Another effective marketing strategy today is leveraging on the network of other businesses.

‘We are very active on social media which includes Facebook, Twitter, and Instagram. We invest a good amount on Facebook, as it is the best place to connect with your customers. Whatever new dish, dessert or cocktail is made and any festival we organize, we target different audiences for a different event. It is critical to know who your client is and what you are selling to whom. Meanwhile, we also organize festivals, deals and offers and also advertise through traditional media like print and radio,’ adds Nehra.

Menu Engineering

Although one can likely have a target overall food cost in the establishment, not every menu item will carry the same food cost percentage.

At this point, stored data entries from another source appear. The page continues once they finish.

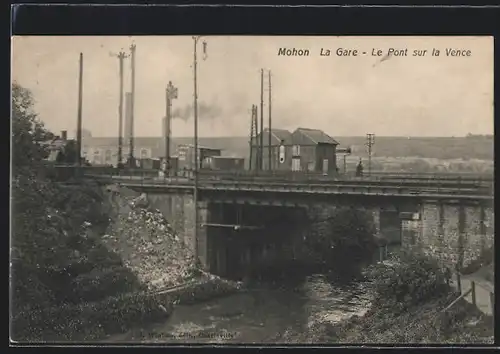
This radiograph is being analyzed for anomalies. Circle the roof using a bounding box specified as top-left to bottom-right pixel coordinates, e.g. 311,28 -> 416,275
295,128 -> 339,145
253,128 -> 292,146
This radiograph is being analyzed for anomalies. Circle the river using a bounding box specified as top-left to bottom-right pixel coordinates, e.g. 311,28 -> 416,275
107,274 -> 370,344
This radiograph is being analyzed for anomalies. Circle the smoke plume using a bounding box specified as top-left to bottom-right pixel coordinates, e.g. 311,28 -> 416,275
172,102 -> 222,120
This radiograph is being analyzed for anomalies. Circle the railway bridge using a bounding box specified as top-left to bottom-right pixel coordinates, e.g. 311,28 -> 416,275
75,170 -> 494,277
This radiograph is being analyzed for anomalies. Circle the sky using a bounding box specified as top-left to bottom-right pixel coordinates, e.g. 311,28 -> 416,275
12,36 -> 494,137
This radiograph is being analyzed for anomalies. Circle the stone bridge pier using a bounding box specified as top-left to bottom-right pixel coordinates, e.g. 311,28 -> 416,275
147,192 -> 494,278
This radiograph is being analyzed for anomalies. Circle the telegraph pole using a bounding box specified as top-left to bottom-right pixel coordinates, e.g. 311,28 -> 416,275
259,69 -> 264,170
165,81 -> 178,172
366,133 -> 375,176
112,51 -> 128,167
129,44 -> 135,167
192,36 -> 207,260
76,53 -> 83,166
268,70 -> 273,171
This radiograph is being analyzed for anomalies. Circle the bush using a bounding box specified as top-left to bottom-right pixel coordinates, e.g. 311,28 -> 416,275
69,266 -> 144,302
12,292 -> 173,341
368,252 -> 449,311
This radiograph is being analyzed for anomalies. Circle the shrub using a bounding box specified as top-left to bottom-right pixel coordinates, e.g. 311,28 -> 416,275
12,292 -> 173,341
368,252 -> 449,311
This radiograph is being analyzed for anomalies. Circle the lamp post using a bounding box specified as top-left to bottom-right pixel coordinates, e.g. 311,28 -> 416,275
164,81 -> 178,174
110,50 -> 129,168
193,36 -> 207,260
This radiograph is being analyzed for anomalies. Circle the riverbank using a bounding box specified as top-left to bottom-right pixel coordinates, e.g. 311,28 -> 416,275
300,252 -> 494,344
303,294 -> 494,344
11,180 -> 239,342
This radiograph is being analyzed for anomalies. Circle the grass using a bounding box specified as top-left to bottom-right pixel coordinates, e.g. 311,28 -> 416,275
309,293 -> 494,344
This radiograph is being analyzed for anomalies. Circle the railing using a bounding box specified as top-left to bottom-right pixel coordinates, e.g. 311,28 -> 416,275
441,272 -> 495,314
56,166 -> 493,195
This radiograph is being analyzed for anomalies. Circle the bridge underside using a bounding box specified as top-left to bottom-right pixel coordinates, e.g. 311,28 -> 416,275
142,189 -> 493,278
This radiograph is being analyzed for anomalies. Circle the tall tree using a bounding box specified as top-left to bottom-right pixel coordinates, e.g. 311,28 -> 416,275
11,82 -> 53,174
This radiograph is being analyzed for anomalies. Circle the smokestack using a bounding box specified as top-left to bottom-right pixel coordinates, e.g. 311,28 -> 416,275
125,92 -> 133,145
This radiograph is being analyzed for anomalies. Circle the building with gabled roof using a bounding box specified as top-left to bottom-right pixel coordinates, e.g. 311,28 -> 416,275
291,128 -> 339,174
250,128 -> 293,171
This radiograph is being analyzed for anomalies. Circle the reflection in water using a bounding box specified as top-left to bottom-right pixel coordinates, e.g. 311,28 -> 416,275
110,275 -> 376,343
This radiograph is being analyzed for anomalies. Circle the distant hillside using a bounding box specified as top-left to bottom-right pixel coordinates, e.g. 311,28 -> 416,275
173,136 -> 494,160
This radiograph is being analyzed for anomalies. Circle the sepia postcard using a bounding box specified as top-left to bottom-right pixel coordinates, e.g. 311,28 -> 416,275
10,36 -> 494,346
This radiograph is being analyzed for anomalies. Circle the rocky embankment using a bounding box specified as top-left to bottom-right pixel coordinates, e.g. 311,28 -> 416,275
102,188 -> 203,290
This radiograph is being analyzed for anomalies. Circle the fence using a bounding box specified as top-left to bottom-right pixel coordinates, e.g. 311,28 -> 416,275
441,272 -> 495,315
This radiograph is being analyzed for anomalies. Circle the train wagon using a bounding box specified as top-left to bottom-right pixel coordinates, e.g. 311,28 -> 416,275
203,156 -> 245,171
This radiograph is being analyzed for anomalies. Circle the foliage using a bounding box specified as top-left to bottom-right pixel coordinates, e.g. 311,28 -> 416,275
307,252 -> 493,344
307,294 -> 493,344
56,140 -> 78,163
367,250 -> 451,312
13,292 -> 172,341
11,82 -> 53,173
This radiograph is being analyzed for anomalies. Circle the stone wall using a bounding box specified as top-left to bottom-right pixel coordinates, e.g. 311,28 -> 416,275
403,201 -> 494,269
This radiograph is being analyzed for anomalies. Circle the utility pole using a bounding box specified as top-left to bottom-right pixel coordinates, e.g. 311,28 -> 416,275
366,133 -> 375,176
259,69 -> 264,170
129,44 -> 135,167
248,104 -> 259,171
76,53 -> 83,166
192,36 -> 207,260
268,70 -> 273,171
111,51 -> 128,167
165,81 -> 178,172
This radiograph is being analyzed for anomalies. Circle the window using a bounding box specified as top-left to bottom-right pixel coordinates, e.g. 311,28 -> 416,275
104,150 -> 112,163
292,157 -> 300,171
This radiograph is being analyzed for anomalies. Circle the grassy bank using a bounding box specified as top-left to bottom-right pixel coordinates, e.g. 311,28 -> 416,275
12,176 -> 242,342
303,250 -> 494,344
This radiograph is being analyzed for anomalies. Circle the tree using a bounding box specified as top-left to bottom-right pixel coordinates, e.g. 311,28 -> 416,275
11,82 -> 54,174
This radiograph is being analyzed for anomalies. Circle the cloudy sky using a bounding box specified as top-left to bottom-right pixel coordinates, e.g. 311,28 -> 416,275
12,36 -> 493,137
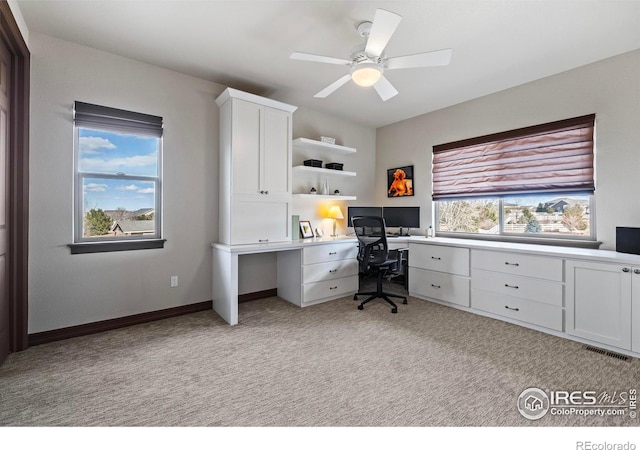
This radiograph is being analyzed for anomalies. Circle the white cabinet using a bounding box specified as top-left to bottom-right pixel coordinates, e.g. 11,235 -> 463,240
216,88 -> 296,245
409,243 -> 469,307
278,242 -> 358,306
293,138 -> 357,200
471,250 -> 563,331
566,260 -> 640,352
302,243 -> 358,306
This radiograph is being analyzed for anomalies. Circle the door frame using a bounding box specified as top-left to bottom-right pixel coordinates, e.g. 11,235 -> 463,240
0,1 -> 31,352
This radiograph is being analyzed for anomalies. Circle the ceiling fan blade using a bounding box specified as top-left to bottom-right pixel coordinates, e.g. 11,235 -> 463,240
314,75 -> 351,98
373,75 -> 398,102
384,48 -> 453,69
364,9 -> 402,56
289,52 -> 351,66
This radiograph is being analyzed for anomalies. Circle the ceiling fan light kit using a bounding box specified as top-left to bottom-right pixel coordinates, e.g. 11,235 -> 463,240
290,9 -> 452,101
351,63 -> 382,87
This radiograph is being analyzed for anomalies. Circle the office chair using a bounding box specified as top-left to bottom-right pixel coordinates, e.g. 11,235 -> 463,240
352,216 -> 407,314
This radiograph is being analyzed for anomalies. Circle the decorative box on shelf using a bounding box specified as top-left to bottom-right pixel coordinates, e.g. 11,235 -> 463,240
320,136 -> 336,144
304,159 -> 322,167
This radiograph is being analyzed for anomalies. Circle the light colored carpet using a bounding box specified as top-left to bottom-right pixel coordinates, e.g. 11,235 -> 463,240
0,290 -> 640,427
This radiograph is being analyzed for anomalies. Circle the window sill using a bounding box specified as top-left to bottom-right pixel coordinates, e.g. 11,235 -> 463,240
436,232 -> 602,250
69,239 -> 166,255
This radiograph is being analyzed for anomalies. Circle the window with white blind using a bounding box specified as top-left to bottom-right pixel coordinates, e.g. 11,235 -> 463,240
71,102 -> 163,253
432,115 -> 596,246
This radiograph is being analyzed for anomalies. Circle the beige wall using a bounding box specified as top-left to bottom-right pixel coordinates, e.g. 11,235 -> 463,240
29,33 -> 375,326
376,51 -> 640,249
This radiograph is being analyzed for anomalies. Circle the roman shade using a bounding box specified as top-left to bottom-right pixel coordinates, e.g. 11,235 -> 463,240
73,101 -> 162,137
432,114 -> 595,200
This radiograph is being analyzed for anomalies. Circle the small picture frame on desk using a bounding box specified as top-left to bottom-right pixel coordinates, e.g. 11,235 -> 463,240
300,220 -> 313,239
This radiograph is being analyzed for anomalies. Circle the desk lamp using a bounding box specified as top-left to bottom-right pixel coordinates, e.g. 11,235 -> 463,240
327,205 -> 344,237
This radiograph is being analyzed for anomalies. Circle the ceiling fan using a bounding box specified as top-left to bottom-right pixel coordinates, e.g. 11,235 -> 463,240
290,9 -> 452,101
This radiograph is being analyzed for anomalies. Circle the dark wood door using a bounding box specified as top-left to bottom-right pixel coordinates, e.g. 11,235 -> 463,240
0,36 -> 11,364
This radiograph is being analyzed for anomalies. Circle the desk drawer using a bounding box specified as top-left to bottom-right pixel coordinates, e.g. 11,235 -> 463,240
302,276 -> 358,303
471,250 -> 562,281
409,244 -> 469,277
302,259 -> 358,283
302,242 -> 358,264
409,267 -> 469,306
471,269 -> 562,306
471,289 -> 562,331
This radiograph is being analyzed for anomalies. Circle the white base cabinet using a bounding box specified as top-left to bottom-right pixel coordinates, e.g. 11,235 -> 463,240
471,250 -> 563,331
409,243 -> 469,307
566,260 -> 640,351
278,242 -> 358,306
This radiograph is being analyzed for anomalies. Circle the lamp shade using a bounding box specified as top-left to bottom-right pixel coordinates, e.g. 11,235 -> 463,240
327,205 -> 344,219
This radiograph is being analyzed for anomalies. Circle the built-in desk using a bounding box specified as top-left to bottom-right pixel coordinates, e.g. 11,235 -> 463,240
211,236 -> 358,325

Some items are more costly than others, but most establishments will have a range of prices that all the menu items fit into. Consequently, it is essential to balance the menu so that the low and high food cost items work together to help you reach your target food cost. This process is called menu engineering. Menu engineering means balancing the high and low food cost items; it also includes strategically featuring or promoting items to help reach your targets.

Menu engineering plays a significant role in the life of chefs and restaurant owners. ‘We at Mia Bella hired well-known chefs to work with my personal knowledge by reading different books based on different aspects of menu engineering. The task of serving our patrons through the best menu was done with a lot of research. I read a lot of books and researched about menu engineering to master the art. I even studied and learned a lot while traveling. Different cuisines have different angles and understanding. This helped us get ideas from outside and implement it on our menu card,’ says Nehra.

Food Presentation And Influencer Marketing

According to Nehra, in the world of culinary art, the appearance of food is one of the most critical factors that will attract or reject your guests to choose a specific meal. It is a particular way how food is placed on the plate.

However, even if the presentation of food is perfect, unless people know about it, it won’t make any difference to the business. Marketing what you present is important, and the best way to this is through influencers and bloggers. One of the most significant marketing strategies today is leveraging on the network of other businesses.

Collaborating with food bloggers and social media influencers is a great way to increase your customer reach and engagement. It is a good idea to host bloggers’ meet and then ask the bloggers to review your restaurant on their social media profile.

Beautifully presented food at Mia Bella.

Technological Bedding

Technology plays a critical role in restaurant operations. According to Nehra, using a POS system in a restaurant can save time for servers, cooks, and bartenders. For example, when a server places an order for drinks, appetizers, and entrees in a restaurant that has separate prep areas for each item, they may place the entire order at once. Instead of having to make three trips to order items from each station, the requests will be individually sent to three printers, one in each station, while a full order receipt is printed at the server terminal.

‘One of the most evident problem that restaurant owners have is the lack of backend record. With POSist, tracking has become very easy. It has also established a sense of awareness amongst restaurant owners to handover the bills to every customer who comes to dine.”

Nehra concludes by sharing that he plans to open another outlet in Goa probably by the end of this year itself. ‘We are working on different concepts; the most important one is we are working on a coffee chain and also a QSR model. We will be promoting healthy food in these four coffee chains,’ adds Nehra.